I just stare at him, knowing if I set aside my role as his counselor, I’m putting myself in danger. But I find myself giving a slight nod of acquiescence.

“Put aside the fact that we have a professional relationship,” he says, his hands squeezing me slightly. “Pretend you and I met at a coffee shop, and we’ve continued to meet there for the last few weeks. And each time we’ve met, we’ve revealed a little more of ourselves to the other. Peeled back layers with each cup of coffee we shared. Then there came a time where I got up the nerve to ask you out on a date. Would you have said yes?”

I don’t even need to give much thought to that scenario. Of course I’d say yes, so I nod.

“Then I don’t see what the problem is, Nora,” Tacker says. “You would see me if we were just two people meeting casually. I’ve fired you. I already have an appointment to see Dr. Dumbfuck—”

“Dumfries,” I interject with a look of censure. “If you’re going to see another therapist, you at least need to take him seriously.”
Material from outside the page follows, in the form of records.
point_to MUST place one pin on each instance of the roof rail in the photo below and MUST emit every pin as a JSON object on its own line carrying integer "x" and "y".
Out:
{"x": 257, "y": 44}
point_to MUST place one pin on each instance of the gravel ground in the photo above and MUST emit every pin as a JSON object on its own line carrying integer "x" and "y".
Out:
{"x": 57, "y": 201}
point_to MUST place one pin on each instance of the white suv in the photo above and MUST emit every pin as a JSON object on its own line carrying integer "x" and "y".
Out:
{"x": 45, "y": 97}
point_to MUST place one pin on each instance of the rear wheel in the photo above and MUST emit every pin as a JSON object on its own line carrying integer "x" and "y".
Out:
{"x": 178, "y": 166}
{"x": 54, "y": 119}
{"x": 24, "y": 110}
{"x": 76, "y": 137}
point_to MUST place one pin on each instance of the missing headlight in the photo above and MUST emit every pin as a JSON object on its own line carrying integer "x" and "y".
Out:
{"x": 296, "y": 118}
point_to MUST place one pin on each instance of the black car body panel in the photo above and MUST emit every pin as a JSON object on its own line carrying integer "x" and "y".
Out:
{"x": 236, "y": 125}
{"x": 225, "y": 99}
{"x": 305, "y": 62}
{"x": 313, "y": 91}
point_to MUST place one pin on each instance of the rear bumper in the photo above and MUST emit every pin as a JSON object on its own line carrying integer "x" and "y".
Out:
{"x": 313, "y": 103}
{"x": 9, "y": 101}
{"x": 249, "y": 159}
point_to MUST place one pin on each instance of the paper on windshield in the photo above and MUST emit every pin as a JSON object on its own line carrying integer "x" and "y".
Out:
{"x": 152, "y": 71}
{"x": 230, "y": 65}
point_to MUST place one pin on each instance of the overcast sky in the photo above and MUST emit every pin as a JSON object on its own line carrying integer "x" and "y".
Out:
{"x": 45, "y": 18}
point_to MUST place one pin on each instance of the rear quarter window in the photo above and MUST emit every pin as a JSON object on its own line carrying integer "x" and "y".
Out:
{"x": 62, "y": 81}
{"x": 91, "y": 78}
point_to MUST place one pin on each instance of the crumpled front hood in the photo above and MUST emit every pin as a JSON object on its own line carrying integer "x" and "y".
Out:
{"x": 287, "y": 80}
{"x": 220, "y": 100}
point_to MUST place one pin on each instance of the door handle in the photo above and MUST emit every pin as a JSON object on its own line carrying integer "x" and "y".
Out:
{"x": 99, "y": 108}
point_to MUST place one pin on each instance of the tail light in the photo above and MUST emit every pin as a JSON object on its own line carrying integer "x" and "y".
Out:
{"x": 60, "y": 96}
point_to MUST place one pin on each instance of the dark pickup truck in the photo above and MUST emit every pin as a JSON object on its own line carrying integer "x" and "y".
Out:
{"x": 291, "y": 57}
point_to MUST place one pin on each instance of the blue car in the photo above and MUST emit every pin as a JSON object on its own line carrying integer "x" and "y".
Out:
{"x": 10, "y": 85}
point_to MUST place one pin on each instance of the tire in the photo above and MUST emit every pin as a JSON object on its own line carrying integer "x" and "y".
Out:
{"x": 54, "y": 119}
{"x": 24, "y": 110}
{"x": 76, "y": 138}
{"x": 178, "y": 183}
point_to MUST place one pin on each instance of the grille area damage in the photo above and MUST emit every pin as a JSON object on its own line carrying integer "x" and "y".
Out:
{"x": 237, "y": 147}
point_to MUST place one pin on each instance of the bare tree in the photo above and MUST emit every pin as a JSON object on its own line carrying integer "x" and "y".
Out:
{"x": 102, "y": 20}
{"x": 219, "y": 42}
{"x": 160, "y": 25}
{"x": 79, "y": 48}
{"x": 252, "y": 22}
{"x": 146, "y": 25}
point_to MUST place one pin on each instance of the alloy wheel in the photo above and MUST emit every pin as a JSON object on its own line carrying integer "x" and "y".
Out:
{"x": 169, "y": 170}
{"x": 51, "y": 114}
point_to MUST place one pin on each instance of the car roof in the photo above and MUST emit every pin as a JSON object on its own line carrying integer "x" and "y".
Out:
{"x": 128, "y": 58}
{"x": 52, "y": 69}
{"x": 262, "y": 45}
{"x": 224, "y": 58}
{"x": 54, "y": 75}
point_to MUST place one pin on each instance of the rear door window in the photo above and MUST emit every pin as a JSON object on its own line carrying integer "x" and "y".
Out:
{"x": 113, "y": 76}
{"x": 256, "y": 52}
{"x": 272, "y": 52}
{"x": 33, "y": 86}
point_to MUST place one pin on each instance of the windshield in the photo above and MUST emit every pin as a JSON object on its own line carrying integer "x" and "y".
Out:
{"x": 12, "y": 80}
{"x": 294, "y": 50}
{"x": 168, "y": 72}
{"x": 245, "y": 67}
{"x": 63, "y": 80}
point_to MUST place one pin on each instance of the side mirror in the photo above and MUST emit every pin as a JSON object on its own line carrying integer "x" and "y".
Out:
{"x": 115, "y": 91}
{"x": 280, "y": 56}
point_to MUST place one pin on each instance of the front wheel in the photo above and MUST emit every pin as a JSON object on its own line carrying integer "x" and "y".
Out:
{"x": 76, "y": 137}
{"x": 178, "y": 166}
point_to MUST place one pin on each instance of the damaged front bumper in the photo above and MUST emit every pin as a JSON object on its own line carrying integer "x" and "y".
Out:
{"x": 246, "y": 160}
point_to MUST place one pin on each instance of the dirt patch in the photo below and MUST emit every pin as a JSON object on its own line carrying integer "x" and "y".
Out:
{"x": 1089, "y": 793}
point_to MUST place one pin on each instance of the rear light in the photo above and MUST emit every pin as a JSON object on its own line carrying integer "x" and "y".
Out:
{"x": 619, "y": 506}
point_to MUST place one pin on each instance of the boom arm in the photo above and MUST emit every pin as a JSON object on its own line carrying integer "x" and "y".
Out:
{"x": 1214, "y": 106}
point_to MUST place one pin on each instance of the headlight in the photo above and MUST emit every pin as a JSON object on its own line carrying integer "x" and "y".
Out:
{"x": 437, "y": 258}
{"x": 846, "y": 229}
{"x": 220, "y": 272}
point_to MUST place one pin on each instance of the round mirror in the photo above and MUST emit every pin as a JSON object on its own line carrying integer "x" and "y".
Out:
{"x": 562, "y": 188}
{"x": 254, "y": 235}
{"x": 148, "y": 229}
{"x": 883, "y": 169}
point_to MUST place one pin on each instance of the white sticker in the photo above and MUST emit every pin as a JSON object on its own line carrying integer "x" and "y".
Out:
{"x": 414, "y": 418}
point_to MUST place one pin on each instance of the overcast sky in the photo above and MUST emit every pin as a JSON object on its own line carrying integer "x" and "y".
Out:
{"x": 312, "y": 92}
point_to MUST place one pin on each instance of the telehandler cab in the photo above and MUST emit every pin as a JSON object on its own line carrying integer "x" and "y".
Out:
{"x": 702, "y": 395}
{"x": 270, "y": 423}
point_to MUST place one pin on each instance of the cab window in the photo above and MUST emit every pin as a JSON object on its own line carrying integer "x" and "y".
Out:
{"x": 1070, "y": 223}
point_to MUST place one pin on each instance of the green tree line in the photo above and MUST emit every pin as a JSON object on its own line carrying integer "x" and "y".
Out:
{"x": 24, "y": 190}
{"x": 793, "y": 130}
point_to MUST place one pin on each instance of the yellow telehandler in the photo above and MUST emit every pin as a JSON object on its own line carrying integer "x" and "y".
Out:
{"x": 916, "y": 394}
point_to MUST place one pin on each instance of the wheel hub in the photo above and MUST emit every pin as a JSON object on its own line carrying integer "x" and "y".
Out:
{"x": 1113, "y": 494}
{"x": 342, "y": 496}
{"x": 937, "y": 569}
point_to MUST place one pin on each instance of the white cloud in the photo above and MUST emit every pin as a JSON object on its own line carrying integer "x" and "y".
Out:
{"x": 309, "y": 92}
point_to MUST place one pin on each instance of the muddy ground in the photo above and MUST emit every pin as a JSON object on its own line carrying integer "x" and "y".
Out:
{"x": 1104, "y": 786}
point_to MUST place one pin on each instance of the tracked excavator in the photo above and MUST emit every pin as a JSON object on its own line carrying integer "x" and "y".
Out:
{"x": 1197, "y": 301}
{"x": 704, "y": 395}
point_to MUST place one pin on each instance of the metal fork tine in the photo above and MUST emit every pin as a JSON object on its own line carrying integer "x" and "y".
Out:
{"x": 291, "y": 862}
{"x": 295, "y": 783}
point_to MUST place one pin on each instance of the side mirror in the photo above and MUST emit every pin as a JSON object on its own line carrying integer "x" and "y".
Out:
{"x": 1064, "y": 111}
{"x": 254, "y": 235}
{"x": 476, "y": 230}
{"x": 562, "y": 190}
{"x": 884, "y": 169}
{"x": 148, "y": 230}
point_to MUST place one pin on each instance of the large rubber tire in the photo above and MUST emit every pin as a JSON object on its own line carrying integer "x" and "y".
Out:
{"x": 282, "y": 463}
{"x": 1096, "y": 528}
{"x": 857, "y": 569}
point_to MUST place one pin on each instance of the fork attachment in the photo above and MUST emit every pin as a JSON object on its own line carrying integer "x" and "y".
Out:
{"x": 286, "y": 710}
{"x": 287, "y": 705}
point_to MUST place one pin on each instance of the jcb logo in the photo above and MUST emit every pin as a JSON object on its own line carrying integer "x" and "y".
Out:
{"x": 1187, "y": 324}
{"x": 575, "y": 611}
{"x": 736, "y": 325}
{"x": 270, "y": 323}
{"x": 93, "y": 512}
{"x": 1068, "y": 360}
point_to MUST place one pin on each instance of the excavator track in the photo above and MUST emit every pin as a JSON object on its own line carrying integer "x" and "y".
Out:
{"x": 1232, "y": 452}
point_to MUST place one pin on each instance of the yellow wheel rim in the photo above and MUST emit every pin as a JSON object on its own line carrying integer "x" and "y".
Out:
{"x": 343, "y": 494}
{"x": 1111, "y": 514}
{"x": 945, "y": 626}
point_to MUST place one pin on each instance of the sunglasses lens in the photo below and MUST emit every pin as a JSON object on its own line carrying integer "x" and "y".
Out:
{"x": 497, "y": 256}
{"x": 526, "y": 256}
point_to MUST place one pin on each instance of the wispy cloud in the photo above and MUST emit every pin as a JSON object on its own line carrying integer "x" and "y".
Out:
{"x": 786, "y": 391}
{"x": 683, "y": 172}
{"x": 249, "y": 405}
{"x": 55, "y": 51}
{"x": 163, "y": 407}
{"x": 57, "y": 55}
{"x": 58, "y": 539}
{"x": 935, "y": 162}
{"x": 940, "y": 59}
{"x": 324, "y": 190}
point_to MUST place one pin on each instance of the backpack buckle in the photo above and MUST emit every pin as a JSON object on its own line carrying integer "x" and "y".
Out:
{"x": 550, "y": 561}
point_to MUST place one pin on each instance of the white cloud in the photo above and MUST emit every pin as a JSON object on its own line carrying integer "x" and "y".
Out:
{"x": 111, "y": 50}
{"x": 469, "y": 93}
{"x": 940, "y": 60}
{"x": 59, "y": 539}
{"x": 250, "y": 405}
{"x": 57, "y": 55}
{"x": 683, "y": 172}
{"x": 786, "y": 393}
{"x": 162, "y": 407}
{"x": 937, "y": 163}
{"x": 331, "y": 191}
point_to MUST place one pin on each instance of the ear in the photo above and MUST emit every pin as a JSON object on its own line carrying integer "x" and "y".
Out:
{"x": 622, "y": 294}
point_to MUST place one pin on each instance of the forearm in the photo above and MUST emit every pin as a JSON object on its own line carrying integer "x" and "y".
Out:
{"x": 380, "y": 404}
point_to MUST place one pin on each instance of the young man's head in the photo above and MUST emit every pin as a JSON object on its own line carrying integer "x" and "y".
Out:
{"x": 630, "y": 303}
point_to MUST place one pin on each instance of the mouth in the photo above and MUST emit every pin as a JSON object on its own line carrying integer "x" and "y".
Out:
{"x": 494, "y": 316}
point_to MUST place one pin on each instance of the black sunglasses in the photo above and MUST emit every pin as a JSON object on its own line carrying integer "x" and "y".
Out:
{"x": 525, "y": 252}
“Dumfries,” he affirms with a smile. “I’m seeing him tomorrow, so you and I do not have a professional therapist/client relationship anymore. It’s just that simple. Why can’t you accept it?”

My gaze drops a moment, trying to remember all the reasons I had gone over and over again in my head as to why we shouldn’t be doing this. There are too many to count, yet the real reason I’m hesitant doesn’t have so much to do with the fact I’m his therapist—or was before he fired me—and everything to do with the fact that I’m a woman falling for a guy who has suffered a terrible trauma.